Verzoekster vordert nietigverklaring van beschikking C(2007) 1295 def. van de Commissie van 26 maart 2007 betreffende het nationale plan voor de toewijzing van broeikasgasemissierechten, dat Polen heeft aangemeld overeenkomstig richtlijn 2003/87/EG van het Europees Parlement en de Raad.1 Volgens deze beschikking waren een aantal elementen van het op 30 juni 2006 bij de Commissie aangemelde Poolse nationale plan voor de toewijzing van CO2-emissierechten voor de periode 2008-2012 niet verenigbaar met artikel 9, leden 1 en 3, artikel 10 en artikel 13, lid 2, van richtlijn 2003/87/EG alsmede met de criteria van bijlage III daarbij. In de bestreden beschikking wordt de bovengrens van CO2-emissie in de periode 2008-2012 met 26,7 % verlaagd ten opzichte van de bovengrens die Polen in het bij de Commissie aangemelde nationale plan voor de toewijzing van emissierechten had voorgesteld.

Ter staving van haar beroep voert verzoekster aan dat de bestreden beschikking werd gegeven na afloop van de in artikel 9, lid 3, van richtlijn 2003/87/EG gestelde termijn van drie maanden voor de vaststelling ervan. Volgens verzoekster kon de Commissie derhalve op 26 maart 2007 de bestreden beschikking niet vaststellen, of heeft zij minstens een wezenlijk vormvoorschrift geschonden.

In de tweede plaats schendt de bestreden beschikking de criteria 1 en 2 van bijlage III bij richtlijn 2003/87/EG, doordat daarbij zonder reden de door Polen voorgenomen toewijzing van emissierechten werd verlaagd tot een aanzienlijk lager niveau dan het oorspronkelijk aangemelde niveau, dat in overeenstemming was met de verplichtingen die volgens het Protocol van Kyoto op Polen rusten.

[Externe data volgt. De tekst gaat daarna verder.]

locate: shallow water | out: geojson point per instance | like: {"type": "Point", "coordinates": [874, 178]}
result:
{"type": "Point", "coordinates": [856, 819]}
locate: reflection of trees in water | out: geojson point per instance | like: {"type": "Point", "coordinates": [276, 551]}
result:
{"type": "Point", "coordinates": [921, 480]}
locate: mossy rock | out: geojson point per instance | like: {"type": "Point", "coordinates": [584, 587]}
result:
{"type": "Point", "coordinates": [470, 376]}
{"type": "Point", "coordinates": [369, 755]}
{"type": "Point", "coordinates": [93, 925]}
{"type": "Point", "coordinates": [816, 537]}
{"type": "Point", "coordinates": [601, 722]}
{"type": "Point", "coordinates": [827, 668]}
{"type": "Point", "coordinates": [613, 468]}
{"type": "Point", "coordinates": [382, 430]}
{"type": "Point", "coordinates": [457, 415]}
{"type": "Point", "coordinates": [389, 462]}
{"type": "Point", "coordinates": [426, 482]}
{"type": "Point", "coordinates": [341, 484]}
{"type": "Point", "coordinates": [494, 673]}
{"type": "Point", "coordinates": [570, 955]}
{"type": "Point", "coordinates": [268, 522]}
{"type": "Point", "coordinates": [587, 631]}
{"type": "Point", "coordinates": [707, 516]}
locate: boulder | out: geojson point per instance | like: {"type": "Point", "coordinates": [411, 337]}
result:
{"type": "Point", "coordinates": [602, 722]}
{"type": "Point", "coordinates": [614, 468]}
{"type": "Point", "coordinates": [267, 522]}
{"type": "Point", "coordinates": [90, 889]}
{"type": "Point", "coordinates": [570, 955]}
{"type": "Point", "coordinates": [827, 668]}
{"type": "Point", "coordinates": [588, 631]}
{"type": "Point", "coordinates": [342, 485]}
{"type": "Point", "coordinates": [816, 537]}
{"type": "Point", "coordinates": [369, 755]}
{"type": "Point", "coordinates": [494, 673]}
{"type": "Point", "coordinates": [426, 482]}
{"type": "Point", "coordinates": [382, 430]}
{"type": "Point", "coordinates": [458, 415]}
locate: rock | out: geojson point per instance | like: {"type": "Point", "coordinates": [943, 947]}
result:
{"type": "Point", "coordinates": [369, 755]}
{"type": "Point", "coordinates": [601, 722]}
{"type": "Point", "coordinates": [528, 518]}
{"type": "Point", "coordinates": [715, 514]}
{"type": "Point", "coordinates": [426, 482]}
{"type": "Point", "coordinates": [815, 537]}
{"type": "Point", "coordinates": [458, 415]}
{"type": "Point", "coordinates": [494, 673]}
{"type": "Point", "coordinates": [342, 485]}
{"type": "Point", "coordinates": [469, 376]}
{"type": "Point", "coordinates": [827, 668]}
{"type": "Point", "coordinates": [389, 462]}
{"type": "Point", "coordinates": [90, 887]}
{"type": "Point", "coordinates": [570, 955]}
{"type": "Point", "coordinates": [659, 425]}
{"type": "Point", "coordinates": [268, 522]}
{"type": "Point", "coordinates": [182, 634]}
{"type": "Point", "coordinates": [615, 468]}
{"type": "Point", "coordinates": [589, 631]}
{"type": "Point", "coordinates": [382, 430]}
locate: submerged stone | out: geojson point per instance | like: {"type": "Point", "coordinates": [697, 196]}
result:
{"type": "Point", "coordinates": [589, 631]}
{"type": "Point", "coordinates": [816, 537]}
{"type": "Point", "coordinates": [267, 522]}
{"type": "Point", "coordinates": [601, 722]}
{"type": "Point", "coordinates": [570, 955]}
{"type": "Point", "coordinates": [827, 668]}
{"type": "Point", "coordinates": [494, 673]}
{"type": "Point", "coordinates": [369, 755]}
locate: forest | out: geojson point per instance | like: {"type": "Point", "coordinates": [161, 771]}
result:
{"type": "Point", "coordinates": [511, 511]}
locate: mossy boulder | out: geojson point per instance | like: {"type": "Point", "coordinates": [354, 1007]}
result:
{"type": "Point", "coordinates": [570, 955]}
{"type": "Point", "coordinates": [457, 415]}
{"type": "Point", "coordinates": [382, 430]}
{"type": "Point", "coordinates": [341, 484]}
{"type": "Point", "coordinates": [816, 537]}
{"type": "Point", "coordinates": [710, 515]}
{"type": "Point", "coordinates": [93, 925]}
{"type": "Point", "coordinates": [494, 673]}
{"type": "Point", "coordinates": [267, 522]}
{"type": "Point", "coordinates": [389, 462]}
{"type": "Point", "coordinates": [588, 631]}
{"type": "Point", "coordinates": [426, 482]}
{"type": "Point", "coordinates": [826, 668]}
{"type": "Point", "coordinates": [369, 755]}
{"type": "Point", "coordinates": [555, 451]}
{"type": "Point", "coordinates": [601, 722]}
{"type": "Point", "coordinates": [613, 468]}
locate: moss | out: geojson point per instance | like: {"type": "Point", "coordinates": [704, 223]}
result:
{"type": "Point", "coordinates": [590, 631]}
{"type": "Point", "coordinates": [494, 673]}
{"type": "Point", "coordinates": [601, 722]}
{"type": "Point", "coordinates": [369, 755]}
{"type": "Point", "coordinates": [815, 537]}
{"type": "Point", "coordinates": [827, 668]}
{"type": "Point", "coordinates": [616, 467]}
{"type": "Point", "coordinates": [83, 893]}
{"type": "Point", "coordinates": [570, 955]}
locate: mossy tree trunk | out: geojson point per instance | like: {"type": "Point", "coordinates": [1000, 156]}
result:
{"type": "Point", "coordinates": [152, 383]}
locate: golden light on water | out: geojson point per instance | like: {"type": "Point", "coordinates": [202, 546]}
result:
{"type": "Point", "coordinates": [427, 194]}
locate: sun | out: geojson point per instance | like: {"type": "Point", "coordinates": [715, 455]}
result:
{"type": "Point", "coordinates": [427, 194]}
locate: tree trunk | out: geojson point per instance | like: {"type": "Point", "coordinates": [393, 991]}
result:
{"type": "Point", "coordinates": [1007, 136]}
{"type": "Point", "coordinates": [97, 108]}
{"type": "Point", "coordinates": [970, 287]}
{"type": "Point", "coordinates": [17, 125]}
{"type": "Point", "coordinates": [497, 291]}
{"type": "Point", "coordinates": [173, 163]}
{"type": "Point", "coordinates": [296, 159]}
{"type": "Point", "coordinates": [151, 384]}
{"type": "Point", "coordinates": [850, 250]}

Verder betoogt verzoekster dat de Commissie door het geven van de bestreden beschikking artikel 9, lid 3, juncto artikel 11, lid 2, van richtlijn 2003/87/EG, alsmede het vertrouwensbeginsel en het beginsel van loyale samenwerking heeft geschonden. In plaats van de in artikel 9, lid 3, van richtlijn 2003/87/EG vastgestelde beperkte bevoegdheden uit te oefenen, heeft zij immers, zonder rekening te houden met de in het nationale toewijzingsplan voor de periode 2008-2012 gevolgde methodiek, in de bestreden beschikking een eigen methode tot vaststelling van de gemiddelde jaarlijkse maximumhoeveelheid van aan Polen toegekende emissierechten gehanteerd en deze methode aan Polen opgelegd, zodat zij zich ten onrechte een bevoegdheid heeft toegeëigend die de richtlijn aan de lidstaten heeft opgedragen. De Commissie heeft het beginsel van loyale samenwerking van de gemeenschapsinstellingen met de autoriteiten van de lidstaten geschonden, doordat zij Polen vóór de vaststelling van de bestreden beschikking niet heeft meegedeeld dat zij haar eigen economisch model zou aanwenden, zodat Polen en de betrokken ondernemingen de mogelijkheid werd ontnomen om opmerkingen te formuleren over de geschiktheid ervan en, in voorkomend geval, de gegevens en veronderstellingen aan de basis van de conclusies van de Commissie in twijfel te trekken.

In de vierde plaats heeft de Commissie criterium 3 van bijlage III bij richtlijn 2003/87/EG geschonden, doordat zij in de bestreden beschikking verouderde gegevens inzake de verwachte groei van het BBP en te algemene gegevens voor de berekening van de CO2-emissiehoeveelheid heeft gehanteerd, alsmede de jaarlijkse CO2-emissiehoeveelheid willekeurig heeft verlaagd met 2,5 % extra.

Ten slotte is de bestreden beschikking ontoereikend gemotiveerd, zodat zij artikel 253 EG schendt.

____________

1 - Richtlijn 2003/87/EG van het Europees Parlement en de Raad van 13 oktober 2003 tot vaststelling van een regeling voor de handel in broeikasgasemissierechten binnen de Gemeenschap en tot wijziging van richtlijn 96/61/EG van de Raad (PB L 275, blz. 32).